= Grand Ducal Council of San Francisco =

The Grand Ducal Council of San Francisco, Inc., is a predominantly gay 501(c)(3) nonprofit fund raising organization. Formed in 1973 as a more camp-oriented response to San Francisco's Imperial Court System by H.L. Perry, who reigned as the Court's Grand Duchess I, the Grand Ducal Council raises money for a wide array of charity organizations through large annual costume balls and various other, smaller fund raisers throughout the year. Both the Imperial Court System and the Grand Ducal Council of San Francisco are built using roughly the same power structure. "Monarchs" are elected and the nonprofit, 501(c)(3) portion is run by a board of directors or trustees.

The Grand Ducal Council of San Francisco, in turn, inspired similar such organizations to be founded around the country. In 1998, the Grand Ducal Council of San Francisco was joined by a sister Court located in Alameda County, on the opposite side of the San Francisco Bay. A third such sovereign Ducal Court exists in London, Ontario, Canada.

Called "one of the city's unsung gay heroes," in 2006 Perry's work establishing the San Francisco Ducal Council and more were commemorated with a month-long exhibit at the San Francisco Public Library.

==Structure==

Each individual court chapter (or "realm") is a separate, legally incorporated charitable non-profit organization that raises funds and awareness for various charities and people in need within its realm. Each chapter has its own board of directors and is financially responsible for its own management. In addition to local non-profit status, many courts in the United States have Federal 501(c) status.

== Titles ==

Each court holds an annual "coronation," which is usually the chapter's largest fundraiser and is attended by both local members and members of other Ducal chapters as well Imperial Courts from across North America. The evening culminates in the ceremony in which the new monarch or monarchs—the Grand Duke and Grand Duchess—are crowned. In San Francisco, the new monarchs are determined by popular elections held in the community.

Within a set number of weeks, the newly elected monarchs must hold an "investiture," at which time they name the members of their Court. The titles given to members vary from one chapter to another and are primarily left to the discretion of the reigning monarchs.

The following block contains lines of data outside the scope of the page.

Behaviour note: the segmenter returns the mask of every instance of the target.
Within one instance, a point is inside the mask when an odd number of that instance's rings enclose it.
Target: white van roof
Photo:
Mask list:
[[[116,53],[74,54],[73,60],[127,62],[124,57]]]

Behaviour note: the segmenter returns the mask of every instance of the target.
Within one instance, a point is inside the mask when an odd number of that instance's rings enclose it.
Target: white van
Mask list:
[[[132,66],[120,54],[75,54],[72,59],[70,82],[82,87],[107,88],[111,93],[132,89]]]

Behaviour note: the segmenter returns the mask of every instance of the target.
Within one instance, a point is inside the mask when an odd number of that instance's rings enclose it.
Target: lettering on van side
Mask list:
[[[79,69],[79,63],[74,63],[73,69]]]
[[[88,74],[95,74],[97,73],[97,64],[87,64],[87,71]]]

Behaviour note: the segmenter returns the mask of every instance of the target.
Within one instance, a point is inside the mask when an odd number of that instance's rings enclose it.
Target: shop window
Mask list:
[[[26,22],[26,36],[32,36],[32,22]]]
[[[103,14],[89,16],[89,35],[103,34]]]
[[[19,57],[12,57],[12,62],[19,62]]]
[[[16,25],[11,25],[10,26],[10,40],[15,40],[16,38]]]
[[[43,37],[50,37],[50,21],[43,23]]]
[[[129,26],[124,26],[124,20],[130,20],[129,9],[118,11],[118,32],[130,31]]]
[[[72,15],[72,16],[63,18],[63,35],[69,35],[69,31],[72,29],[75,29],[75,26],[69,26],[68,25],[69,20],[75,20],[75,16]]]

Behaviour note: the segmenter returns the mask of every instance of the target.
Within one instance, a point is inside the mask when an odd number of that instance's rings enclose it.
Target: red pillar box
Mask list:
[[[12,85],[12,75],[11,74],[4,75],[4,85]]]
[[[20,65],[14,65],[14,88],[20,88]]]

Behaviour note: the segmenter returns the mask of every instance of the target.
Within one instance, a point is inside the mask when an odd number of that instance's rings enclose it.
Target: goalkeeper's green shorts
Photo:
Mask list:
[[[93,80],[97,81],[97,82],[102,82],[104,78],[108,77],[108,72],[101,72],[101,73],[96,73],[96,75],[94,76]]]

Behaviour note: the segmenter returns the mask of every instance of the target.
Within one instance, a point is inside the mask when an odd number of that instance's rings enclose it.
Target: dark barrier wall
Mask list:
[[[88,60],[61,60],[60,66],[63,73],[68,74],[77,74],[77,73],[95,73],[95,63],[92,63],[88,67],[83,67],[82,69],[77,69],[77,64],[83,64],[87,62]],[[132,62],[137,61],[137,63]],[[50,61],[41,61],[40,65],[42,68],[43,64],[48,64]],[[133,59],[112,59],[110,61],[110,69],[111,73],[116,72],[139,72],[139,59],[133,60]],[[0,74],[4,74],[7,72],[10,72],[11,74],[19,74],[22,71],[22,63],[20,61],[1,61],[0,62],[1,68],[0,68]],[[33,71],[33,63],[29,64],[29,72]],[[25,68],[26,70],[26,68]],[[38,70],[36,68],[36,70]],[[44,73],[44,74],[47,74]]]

Each Court consists of a Royal Crown Prince and Royal Crown Princess, Prince/Princess Royale, Baron/Baroness, etc. Additionally, each year the Court holds fund raising competitions to crown such titles as Royal Baby Girl & Baby Boy, King & Queen of Hearts, Mr. & Miss Royal Bunny, Royal Daddy & Royal Daddy's Boy and White Knight and Debutante. In 2009, the Court added an annual fund raising pageant to crown Miss San Francisco Gold Rush.

== Fundraising ==
Each court conducts numerous fundraisers throughout the year. Drag shows, ranging in size from performances at local bars to events in hotel ballrooms and other large venues, are the main way in which revenue is raised for charity. Especially in recent years, court chapters have diversified their fundraising strategies so as to include yard sales, gift raffles, etc. Court members also solicit donations at LGBT events, gay pride parades and other public events at which they appear.

The Grand Ducal Council of San Francisco donates the funds raised to a variety of causes including those related to AIDS, breast cancer, domestic abuse, and homelessness.

== Membership ==
While composed primarily of gay, lesbian, bisexual and transgender people, each court is open to all. Gay, bisexual, transgender and straight people have all served as monarchs and court members in the system's history. Drag queens collectively comprise about half of the membership.